Kids Understand and Believe
Black Lives Matter. It’s true. It shouldn’t have to come from a 41-year old white dude who’s balding and making up for it with a dedicated mohawk he’s wanted all his life. But it has to come from a 41-year old dude who is raising his two kids to be everything they can be. Hoping to have them grow up in a world that’s better as they get older. These conversations are not easy. My kids are 6 and 8, but trying to navigate the social justice movement is a necessary thing. They need to understand that some people do not believe that everyone is equal. Some people believe that restricting other people’s rights or controlling what happens with their bodies is a moral one.
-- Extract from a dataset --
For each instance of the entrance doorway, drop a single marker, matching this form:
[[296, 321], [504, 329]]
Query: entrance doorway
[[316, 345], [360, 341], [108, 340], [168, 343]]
What are parents to do when our kids start asking questions? Be honest. It’s an amazing thing to see such young kids grasp the concept of cruelty and “being mean.” To be fair, I’m very socially awkward, so my own disposition might come off as mean if you didn’t know me. Fortunately, my kids know me – and when they say the word “mean,” they know it’s from those who truly aren’t being nice or doing good things for others. Talking to my kids about social justice is important. Like most things, kids get it.
Kids are attentive and intuitive and curious and they absolutely ask a lot of questions. When it comes to asking what they see in the news, even in those brief glimpses they have as they walk by the TV, it’s enough. They see something and have to know what’s going on. These questions are also relevant when they learn anything about the past.
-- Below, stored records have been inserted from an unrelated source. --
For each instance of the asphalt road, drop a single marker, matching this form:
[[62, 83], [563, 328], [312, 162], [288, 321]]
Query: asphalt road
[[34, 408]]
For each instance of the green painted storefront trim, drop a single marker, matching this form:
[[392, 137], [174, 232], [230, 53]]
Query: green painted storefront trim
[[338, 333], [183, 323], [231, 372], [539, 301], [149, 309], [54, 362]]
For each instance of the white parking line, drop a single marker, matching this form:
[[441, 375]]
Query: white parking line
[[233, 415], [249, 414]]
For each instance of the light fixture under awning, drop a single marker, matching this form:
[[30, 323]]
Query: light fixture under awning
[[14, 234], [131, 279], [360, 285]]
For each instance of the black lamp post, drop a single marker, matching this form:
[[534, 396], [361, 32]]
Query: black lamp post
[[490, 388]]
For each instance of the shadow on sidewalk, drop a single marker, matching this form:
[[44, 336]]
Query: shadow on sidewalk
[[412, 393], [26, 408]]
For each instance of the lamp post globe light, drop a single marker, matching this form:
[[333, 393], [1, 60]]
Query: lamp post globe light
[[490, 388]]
Inspiring Social Justice Drawing
So, when your daughter comes up to you with a drawing and message she’s created, how can I not be so freaking proud? The message is clear: all lives can’t matter until black lives matter. All lives should matter, so recognizing that Black Lives Matter is a needed step to recognize the dire differences when it comes to our country’s inequity. Things need to change. This country should be better. Every country should be better. I’m just one person. My wife and I are helping to guide two little ones.
The message is clear. It’s not filled with hate; it’s filled with understanding. Eight years of age and already light years ahead of me at that age. It’s an important thing to see your kids understanding empathy. Seeing my kids be ready for the world, filled with compassionate hearts knowing that Black Lives Matter is valuable and necessary – because such a simple statement shouldn’t make anyone cringe. It should make you see the world as my 8-year old does.
See the art, the words. Kindness to the core. That’s the easiest way to understand social justice. Opening up to the possibility of sharing such compassion. My daughter has never known anything less.